In a sense, the strategy of leveraging compassion for the sick is backfiring against us. In the beginning, we would put the cancer patient front and center and ask, “How could you not support medical marijuana to alleviate this person’s suffering?” People who might have hated pot were forced to hate cancer more and support medical marijuana. Now the epileptic child is front and center and medical marijuana supporters are asked, “How could you not support a CBD-only medical marijuana law to alleviate this child’s suffering?” We’re forced to support medical marijuana that won’t benefit most of the patients that need it and support for THC is now being equated with support for getting high.
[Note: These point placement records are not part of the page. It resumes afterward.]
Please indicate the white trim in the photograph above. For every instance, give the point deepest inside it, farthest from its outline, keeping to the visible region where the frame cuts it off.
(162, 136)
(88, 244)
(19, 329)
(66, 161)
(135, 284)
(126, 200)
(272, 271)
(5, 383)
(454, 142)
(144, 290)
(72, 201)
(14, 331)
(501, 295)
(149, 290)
Meanwhile, GW Pharmaceuticals, the drug maker behind the whole-plant extract Sativex spray intended to be a replacement for medical marijuana, is busy preparing to introduce Epidiolex, a CBD-extract to mimic Alepsia, for testing and trials. Sativex is in its Phase III clinical trials and may be ready for US distribution before the 2016 election. Epidiolex is sure to be fast-tracked for approval by the FDA in response to the overwhelming reaction to Charlotte Figi and migration of hundreds of sick kids’ families to Colorado. How will the dispensary-only medical marijuana systems defend stocking cannabis plant products when there are legit pharmaceuticals of reliable dose and equal or better efficacy, approved by the federal government, prescribed by physicians, and paid for by insurance? How will home grow states defend allowing patients to harvest a plant that can get non-patients high and is a black-market commodity, especially in Washington where that would be competition for the legal market?
In the next ten years, the path of medical marijuana leads to pharmaceuticals. Those who wish to defend medical use of the whole plant, THC and all, need to recognize that legalization is now the only path that gets you there. Without legalization, medical marijuana must become more restrictive and eventually pharmaceuticalized to filter out the “stoners” looking to get high. If you want your THC for medicine, you’re going to have to join those of us fighting for THC to get high.